The constant volume hypothesis of Krigsman & Divaris (1955) is advanced to explain the filling of the ventricle in molluscs with lower returning vascular pressures. Although Narain (1976) states that this could not work in an animal with a flaccid pericardium or equivalent, it has been shown that the hypothesis does apply to Patella where a non-rigid pericardium is present (Jones, 1970). The situation in the cephalopods however is complicated. First of all, the true pericardium is restricted to the area of the branchial heart appendages (Marthy, 1968) and second, there are other contractile components within the renal sacs (tor example the lateral venae cavae) and lastly, the main circulatory organs are contained within the contracting mantle sac. At this stage it cannot be ruled out that co-ordination of the contraction of these components might mutually aid the refilling of the ventricle. However, mantle and ventricular contraction rates are not linked in any immediately obvious relationship (Wells, 1979; Smith, 1979).

A stability of heart rate does not preclude an ability to adjust volume output From the present results it might be expected that, in vivo, small changes in the auricular pressure over the range of 10 – 20 cm of water would cause considerable change in stroke volume without noticeably affecting the short-term measurement of contraction rate. Filling pressures of 10 – 20 cm of water correspond to the efferent branchial vessel pressure range measured in Octopus dofleini (Johansen & Martin, 1962). Wells (1979) estimated an in vivo stroke volume of 0 · 49 ml from the ventricle of a 500 g Octopus vulgaris. In vitro, the ventricle of Eledone cirrhosa requires an input pressure of at least 10 cm of water to pump such a volume, even when the difference between the input pressure and the output back pressure is minimal. Above the input pressure level of 20 cm of water the stroke volume is governed by the difference between the input (auricular) pressure and the output (aortic diastolic) back pressure.

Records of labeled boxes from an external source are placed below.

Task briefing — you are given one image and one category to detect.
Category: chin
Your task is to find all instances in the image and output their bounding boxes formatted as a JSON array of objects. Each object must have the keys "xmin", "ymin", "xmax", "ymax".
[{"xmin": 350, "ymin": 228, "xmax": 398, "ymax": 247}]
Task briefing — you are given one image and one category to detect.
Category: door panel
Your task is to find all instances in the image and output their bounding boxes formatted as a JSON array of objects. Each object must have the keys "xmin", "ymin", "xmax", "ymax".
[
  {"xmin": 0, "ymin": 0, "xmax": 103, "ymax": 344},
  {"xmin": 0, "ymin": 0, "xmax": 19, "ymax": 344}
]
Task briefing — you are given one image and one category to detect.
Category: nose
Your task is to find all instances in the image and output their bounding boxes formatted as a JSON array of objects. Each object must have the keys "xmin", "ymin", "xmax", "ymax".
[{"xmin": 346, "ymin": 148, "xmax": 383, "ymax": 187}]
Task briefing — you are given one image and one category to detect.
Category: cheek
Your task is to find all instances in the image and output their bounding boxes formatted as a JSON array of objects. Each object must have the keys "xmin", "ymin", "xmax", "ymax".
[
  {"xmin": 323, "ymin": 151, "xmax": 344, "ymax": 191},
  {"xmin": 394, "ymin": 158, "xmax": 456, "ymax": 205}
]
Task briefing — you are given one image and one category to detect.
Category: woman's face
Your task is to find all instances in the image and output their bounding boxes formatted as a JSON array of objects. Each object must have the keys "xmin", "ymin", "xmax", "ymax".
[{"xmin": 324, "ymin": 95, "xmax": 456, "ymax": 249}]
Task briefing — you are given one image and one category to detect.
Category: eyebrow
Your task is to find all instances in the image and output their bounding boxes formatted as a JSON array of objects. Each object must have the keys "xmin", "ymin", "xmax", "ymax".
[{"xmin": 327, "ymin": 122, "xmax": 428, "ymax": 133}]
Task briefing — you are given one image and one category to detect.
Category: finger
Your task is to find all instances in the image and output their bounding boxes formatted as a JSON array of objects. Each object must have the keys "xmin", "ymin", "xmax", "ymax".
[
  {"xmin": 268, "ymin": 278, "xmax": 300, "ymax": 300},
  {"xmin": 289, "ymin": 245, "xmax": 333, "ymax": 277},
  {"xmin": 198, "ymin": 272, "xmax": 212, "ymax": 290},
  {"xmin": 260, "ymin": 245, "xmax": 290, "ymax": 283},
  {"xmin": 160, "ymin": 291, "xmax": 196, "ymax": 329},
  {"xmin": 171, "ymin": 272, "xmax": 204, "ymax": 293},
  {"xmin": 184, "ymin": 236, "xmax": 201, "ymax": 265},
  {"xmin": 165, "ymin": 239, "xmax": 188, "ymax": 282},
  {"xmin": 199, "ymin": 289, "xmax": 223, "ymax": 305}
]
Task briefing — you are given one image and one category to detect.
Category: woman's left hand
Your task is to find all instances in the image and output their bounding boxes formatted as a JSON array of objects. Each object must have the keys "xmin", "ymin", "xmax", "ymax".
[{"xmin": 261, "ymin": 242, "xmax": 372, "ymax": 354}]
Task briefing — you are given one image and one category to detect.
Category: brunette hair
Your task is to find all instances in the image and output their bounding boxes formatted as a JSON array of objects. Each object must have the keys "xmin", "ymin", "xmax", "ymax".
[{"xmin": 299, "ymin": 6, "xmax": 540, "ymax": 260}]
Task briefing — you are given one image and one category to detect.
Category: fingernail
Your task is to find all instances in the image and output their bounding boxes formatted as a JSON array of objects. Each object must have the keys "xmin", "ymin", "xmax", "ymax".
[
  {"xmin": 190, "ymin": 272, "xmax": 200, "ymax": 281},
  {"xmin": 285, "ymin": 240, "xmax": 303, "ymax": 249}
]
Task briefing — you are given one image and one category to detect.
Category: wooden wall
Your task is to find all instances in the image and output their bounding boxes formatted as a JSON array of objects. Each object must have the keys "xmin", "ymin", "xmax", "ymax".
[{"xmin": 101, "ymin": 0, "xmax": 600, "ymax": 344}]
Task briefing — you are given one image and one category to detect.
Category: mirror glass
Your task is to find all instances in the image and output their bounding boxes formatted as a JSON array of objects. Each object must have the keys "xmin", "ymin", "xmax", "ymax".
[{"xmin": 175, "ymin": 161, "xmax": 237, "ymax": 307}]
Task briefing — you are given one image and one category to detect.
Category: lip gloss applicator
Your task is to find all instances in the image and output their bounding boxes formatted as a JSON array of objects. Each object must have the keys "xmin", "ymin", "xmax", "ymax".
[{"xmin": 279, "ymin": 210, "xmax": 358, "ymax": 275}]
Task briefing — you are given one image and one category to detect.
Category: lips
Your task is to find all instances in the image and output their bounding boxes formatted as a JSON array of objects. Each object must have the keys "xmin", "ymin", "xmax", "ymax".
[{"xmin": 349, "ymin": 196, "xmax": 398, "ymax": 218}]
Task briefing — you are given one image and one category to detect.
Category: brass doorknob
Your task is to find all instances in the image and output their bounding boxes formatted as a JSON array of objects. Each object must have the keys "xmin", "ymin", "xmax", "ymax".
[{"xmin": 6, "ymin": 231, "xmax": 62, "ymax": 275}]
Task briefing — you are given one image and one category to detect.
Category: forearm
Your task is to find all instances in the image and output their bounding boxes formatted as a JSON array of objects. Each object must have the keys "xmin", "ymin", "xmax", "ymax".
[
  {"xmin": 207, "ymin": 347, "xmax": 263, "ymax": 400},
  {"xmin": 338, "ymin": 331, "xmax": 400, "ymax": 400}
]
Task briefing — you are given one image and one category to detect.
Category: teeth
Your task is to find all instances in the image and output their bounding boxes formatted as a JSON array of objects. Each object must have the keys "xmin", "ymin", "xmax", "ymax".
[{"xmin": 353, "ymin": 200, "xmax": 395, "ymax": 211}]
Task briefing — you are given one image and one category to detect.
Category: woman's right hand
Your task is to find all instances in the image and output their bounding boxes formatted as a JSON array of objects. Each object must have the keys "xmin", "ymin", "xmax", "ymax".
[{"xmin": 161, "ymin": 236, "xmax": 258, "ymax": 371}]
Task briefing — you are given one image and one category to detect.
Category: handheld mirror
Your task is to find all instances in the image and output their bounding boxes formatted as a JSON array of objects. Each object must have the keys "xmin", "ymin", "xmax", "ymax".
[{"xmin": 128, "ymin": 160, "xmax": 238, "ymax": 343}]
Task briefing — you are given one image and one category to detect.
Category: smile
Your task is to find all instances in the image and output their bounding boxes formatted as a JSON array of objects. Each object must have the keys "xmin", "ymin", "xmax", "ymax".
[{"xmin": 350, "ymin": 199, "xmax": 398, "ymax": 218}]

The range of stroke volume changes would appear to be more limited than in the teleosts, where increases in the order of 10 times have been reported between resting and active values (reviewed by Jones & Randall, 1978). As the heart rate also shows a limited scope for increase it would seem possible that the octopods could incur a sizeable oxygen debt during prolonged activity.

The observation that the back pressure on the isolated ventricle affects stroke volume, but not heart rate, implies that in vivo the diastolic aortic pressures will make an important contribution to the regulation of volume output. In the experiments described, the value of the output back pressure was set independently of the input pressure and the consequent volume output. This would not be the case in vivo. A reduction in stroke volume at a relatively constant heart rate would reduce the pressure stored by the elastic component of the dorsal aorta (the octopod ‘windkessel ‘, Johansen & Martin, 1962). This would reduce the subsequent resistance to flow from the ventricle. The extensive innervation of the cephalopod blood vessels (Alex-androwicz, 1928; Barber & Graziadei, 1967) suggests the possibility of complex control reflexes on this parameter. Large areas of the central nervous system appear to be devoted to the regulation of the peripheral circulation (see Young, 1971). The more complex interactions affecting volume output cannot be investigated using an isolated preparation. To understand the role of these factors, studies must be undertaken on more complex physiological preparations or with the in vivo recording of the interactions between pressure, flow and stroke volume. For the moment, however, it can be concluded that the haemodynamics in vivo might be expected to perform an important role in the regulation of the volume output from the octopod ventricle, principally by the regulation of stroke volume.

This work was financed by the Carnegie Trust for the Universities of Scotland. I wish to thank Dr P. R. Boyle for his critical assistance during this work and Mr T. Craig for his devotion in ensuring a supply of animals. I also wish to extend my thanks to the Director and staff of the Laboratoire Arago, Banyuls, for their hospitality and the use of their facilities.